Le bureau de Macron a souligné ses efforts de longue date pour assurer un rôle essentiel à la Commission européenne pour la France, en mettant l’accent sur des questions stratégiques telles que la souveraineté industrielle, la technologie et la compétitivité. Dans ce contexte, la nomination de Séjourné s’inscrit dans la lignée des ambitions de Macron.
À 39 ans, Séjourné est un proche allié de Macron, connu pour sa loyauté et son leadership discret. Il est ministre français des Affaires étrangères depuis janvier, gardant un profil relativement bas tout en défendant fermement la politique de Macron. Son expérience en tant qu’ancien législateur de l’UE et son leadership lors des élections européennes de 2019 le placent bien placé pour ce rôle.
La lettre de démission de Breton dresse toutefois un portrait plus controversé des événements récents. Il a affirmé que von der Leyen avait demandé à la France de le remplacer en tant que candidat quelques jours plus tôt, offrant en retour un « portefeuille plus influent ».
M. Breton a exprimé son insatisfaction à l’égard du processus, citant une « gouvernance douteuse » dans sa lettre, ce qui l’a amené à conclure qu’il ne pouvait plus siéger à la Commission. Sa démission s’écartait clairement des attentes selon lesquelles il resterait un acteur clé au sein de la Commission.
Thierry Breton, figure de premier plan de la Commission européenne au cours des cinq dernières années, a joué un rôle déterminant dans l’élaboration des politiques essentielles de l’UE, en particulier dans les domaines de la réglementation technologique, de la stratégie vaccinale contre la COVID-19 et de la défense.

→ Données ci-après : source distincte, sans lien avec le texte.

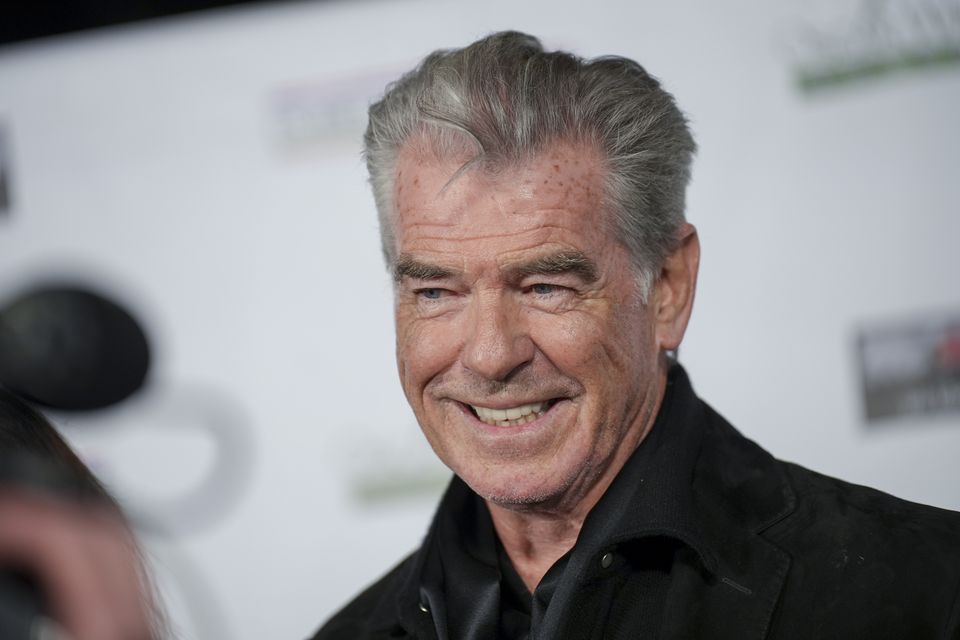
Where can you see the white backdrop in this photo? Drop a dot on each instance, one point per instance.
(206, 171)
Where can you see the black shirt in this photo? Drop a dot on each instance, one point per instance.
(612, 584)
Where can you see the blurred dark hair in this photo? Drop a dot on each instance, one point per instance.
(34, 455)
(40, 455)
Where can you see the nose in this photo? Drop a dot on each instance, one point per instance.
(497, 342)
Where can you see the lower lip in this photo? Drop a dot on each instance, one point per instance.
(510, 429)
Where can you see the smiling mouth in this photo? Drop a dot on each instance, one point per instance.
(513, 416)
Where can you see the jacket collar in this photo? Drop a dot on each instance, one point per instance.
(739, 492)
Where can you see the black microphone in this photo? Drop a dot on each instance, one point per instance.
(71, 349)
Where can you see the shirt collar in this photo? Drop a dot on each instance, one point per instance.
(653, 493)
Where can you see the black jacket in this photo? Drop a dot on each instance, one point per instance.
(798, 555)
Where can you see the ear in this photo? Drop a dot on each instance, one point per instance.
(673, 293)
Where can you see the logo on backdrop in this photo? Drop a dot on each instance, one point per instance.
(877, 38)
(911, 367)
(312, 117)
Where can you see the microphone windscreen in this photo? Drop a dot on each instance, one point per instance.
(71, 349)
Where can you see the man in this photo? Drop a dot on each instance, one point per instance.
(532, 211)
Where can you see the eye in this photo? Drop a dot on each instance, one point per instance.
(544, 289)
(431, 293)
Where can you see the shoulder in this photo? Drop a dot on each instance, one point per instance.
(843, 510)
(371, 610)
(867, 562)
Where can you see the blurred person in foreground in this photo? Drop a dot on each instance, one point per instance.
(532, 212)
(69, 566)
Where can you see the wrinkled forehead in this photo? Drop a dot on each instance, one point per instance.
(556, 193)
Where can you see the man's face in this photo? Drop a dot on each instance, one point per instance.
(522, 344)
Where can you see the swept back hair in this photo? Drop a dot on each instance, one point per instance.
(505, 99)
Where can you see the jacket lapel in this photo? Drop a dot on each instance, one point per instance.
(740, 491)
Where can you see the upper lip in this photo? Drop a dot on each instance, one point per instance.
(504, 404)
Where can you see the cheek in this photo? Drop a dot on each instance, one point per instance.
(425, 348)
(594, 347)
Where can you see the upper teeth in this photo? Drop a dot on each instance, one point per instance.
(514, 415)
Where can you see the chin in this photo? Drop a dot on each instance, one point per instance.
(510, 493)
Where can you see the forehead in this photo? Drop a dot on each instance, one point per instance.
(554, 197)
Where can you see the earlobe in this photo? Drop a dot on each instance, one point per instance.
(676, 288)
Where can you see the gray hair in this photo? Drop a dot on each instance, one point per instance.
(507, 99)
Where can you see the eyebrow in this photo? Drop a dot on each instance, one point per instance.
(408, 267)
(572, 262)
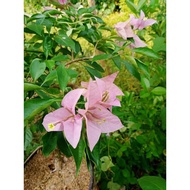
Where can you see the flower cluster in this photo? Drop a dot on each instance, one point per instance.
(126, 29)
(99, 95)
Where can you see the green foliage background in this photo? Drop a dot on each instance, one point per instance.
(137, 150)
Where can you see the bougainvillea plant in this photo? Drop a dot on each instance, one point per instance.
(100, 95)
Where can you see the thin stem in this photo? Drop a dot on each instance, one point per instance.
(91, 176)
(77, 60)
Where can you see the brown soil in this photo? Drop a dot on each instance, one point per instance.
(55, 172)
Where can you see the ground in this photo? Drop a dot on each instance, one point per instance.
(55, 172)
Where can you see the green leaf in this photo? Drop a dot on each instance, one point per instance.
(35, 17)
(106, 163)
(143, 67)
(131, 60)
(33, 107)
(63, 145)
(101, 57)
(65, 41)
(146, 51)
(132, 70)
(60, 58)
(30, 86)
(94, 155)
(93, 72)
(152, 183)
(96, 66)
(63, 76)
(36, 28)
(132, 6)
(117, 60)
(72, 73)
(78, 153)
(37, 68)
(27, 137)
(47, 45)
(113, 186)
(163, 118)
(51, 76)
(145, 83)
(159, 44)
(159, 90)
(141, 4)
(50, 64)
(49, 142)
(52, 12)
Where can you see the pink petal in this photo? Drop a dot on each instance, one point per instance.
(110, 78)
(72, 130)
(62, 2)
(124, 30)
(71, 98)
(138, 42)
(99, 120)
(103, 119)
(93, 134)
(93, 94)
(142, 15)
(54, 120)
(146, 23)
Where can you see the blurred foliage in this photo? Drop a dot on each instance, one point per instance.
(139, 148)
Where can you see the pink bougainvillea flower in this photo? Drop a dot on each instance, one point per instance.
(99, 120)
(124, 29)
(140, 23)
(48, 8)
(65, 119)
(102, 91)
(62, 1)
(137, 42)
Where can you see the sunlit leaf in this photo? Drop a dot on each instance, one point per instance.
(152, 183)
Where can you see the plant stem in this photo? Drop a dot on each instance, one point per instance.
(77, 60)
(91, 176)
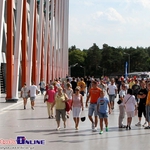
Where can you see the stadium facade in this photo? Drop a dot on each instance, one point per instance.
(33, 43)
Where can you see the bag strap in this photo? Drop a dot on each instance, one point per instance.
(128, 99)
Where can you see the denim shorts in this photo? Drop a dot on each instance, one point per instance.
(111, 98)
(92, 109)
(103, 115)
(32, 98)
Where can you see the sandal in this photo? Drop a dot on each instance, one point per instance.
(148, 127)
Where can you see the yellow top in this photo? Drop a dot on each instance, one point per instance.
(148, 99)
(82, 85)
(59, 101)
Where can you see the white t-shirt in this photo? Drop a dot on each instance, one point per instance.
(42, 84)
(122, 93)
(129, 102)
(33, 89)
(112, 89)
(69, 93)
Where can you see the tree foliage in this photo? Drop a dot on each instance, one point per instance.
(108, 60)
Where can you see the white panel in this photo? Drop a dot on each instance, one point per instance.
(2, 2)
(17, 49)
(30, 43)
(40, 34)
(46, 39)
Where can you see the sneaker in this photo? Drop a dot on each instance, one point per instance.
(106, 129)
(144, 125)
(138, 124)
(58, 128)
(148, 127)
(64, 125)
(95, 129)
(101, 132)
(93, 125)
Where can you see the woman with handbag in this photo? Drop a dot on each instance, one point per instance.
(60, 99)
(130, 104)
(77, 106)
(49, 99)
(69, 92)
(24, 94)
(122, 94)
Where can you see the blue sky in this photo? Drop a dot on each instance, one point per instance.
(117, 23)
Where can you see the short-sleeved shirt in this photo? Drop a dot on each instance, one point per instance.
(129, 102)
(102, 104)
(95, 94)
(143, 100)
(82, 85)
(112, 89)
(33, 89)
(59, 100)
(51, 96)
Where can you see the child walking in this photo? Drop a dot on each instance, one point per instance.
(102, 111)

Il a attiré l’attention du public grâce à ses affrontements avec le magnat de la technologie Elon Musk et à sa position ferme sur la réglementation des Big Tech.
En tant que commissaire au marché intérieur et à l’industrie pendant le premier mandat d’Ursula von der Leyen, M. Breton a joué un rôle essentiel dans la défense de l’industrie des télécommunications, notamment en s’efforçant de faire contribuer les grandes entreprises technologiques aux coûts de la 5G et du haut débit en Europe.
Malgré ses réalisations, les relations de Breton avec von der Leyen se sont détériorées ces derniers mois. Ses critiques publiques de sa décision de briguer un second mandat en tant que candidate du Parti populaire européen (PPE) ont été un facteur important de leur brouille. Breton, un libéral, a contesté la nomination d’Ursula von der Leyen par le PPE conservateur, ce qui a encore tendu leurs relations professionnelles.
Les différends très médiatisés entre Breton et Musk et sa position sur diverses questions ont également provoqué des frictions au sein de la Commission, selon des responsables. Néanmoins, sa démission soudaine était inattendue, certains initiés suggérant qu’il était prêt à continuer son rôle dans la prochaine Commission.
Ce développement met en évidence les dynamiques de pouvoir en jeu entre la France et l’Allemagne, Ursula von der Leyen représentant l’Allemagne et Macron tentant d’affirmer l’influence de la France au sein de l’UE.
Cela survient également à un moment où Macron est confronté à des défis de politique intérieure après avoir perdu beaucoup de terrain lors des élections législatives françaises et européennes, affaiblissant ainsi sa position dans son pays.